Source code for mmagic.models.editors.eg3d.eg3d_generator
# Copyright (c) OpenMMLab. All rights reserved.
from copy import deepcopy
from typing import Optional, Tuple
import torch
from mmengine.model import BaseModule
from torch import Tensor
from mmagic.registry import MODELS
from .eg3d_modules import SuperResolutionModule, TriPlaneBackbone
from .ray_sampler import sample_rays
from .renderer import EG3DRenderer
@MODELS.register_module('EG3DGenerator')
@MODELS.register_module()
[docs]class TriplaneGenerator(BaseModule):
"""The generator for EG3D.
EG3D generator contains three components:
* A StyleGAN2 based backbone to generate a triplane feature
* A neural renderer to sample and render low-resolution 2D feature and
image from generated triplane feature
* A super resolution module to upsample low-resolution image to
high-resolution one
Args:
out_size (int): The resolution of the generated 2D image.

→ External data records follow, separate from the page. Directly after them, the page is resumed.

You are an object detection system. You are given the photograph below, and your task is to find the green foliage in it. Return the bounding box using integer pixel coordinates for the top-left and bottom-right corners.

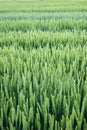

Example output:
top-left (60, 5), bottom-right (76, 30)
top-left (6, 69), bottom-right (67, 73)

top-left (0, 7), bottom-right (87, 130)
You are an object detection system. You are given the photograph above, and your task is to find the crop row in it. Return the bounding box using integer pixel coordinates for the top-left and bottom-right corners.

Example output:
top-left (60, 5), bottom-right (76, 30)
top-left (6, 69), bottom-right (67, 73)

top-left (0, 19), bottom-right (87, 32)
top-left (0, 45), bottom-right (87, 130)
top-left (0, 30), bottom-right (87, 50)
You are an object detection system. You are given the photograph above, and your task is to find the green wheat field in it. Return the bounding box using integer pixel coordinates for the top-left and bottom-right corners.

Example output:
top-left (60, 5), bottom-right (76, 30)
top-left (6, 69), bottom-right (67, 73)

noise_size (int): The size of the noise vector of the StyleGAN2
backbone. Defaults to 512.
style_channels (int): The number of channels for style code.
Defaults to 512.
cond_size (int): The size of the conditional input. Defaults to 25
(first 16 elements are flattened camera-to-world matrix and the
last 9 elements are flattened intrinsic matrix).
cond_mapping_channels (Optional[int]): The channels of the
conditional mapping layers. If not passed, will use the same value
as :attr:`style_channels`. Defaults to None.
cond_scale (float): The scale factor is multiple by the conditional
input. Defaults to 1.
zero_cond_input (bool): Whether use 'zero tensor' as the conditional
input. Defaults to False.
num_mlps (int): The number of MLP layers (mapping network) used in
backbone. Defaults to 8.
triplane_size (int): The size of generated triplane feature. Defaults
to 256.
triplane_channels (int): The number of channels for each plane of the
triplane feature. Defaults to 32.
sr_in_size (int): The input resolution of super resolution module. If
the input feature not match with the passed `sr_in_size`, bilinear
interpolation will be used to resize feature to target size.
Defaults to 64.
sr_in_channels (int): The number of the input channels of super
resolution module. Defaults to 32.
sr_hidden_channels (int): The number of the hidden channels of super
resolution module. Defaults to 128.
sr_out_channels (int): The number of the output channels of super
resolution module. Defaults to 64.
sr_add_noise (bool): Whether use noise injection to super resolution
module. Defaults to False.
neural_rendering_resolution (int): The resolution of the neural
rendering output. Defaults to 64. Noted that in the training
process, neural rendering resolution will be changed.
Defaults to 64.
renderer_cfg (int): The config to build :class:`EG3DRenderer`.
Defaults to '{}'.
rgb2bgr (bool): Whether convert the RGB output to BGR. This is useful
when pretrained model is trained on RGB dataset. Defaults to False.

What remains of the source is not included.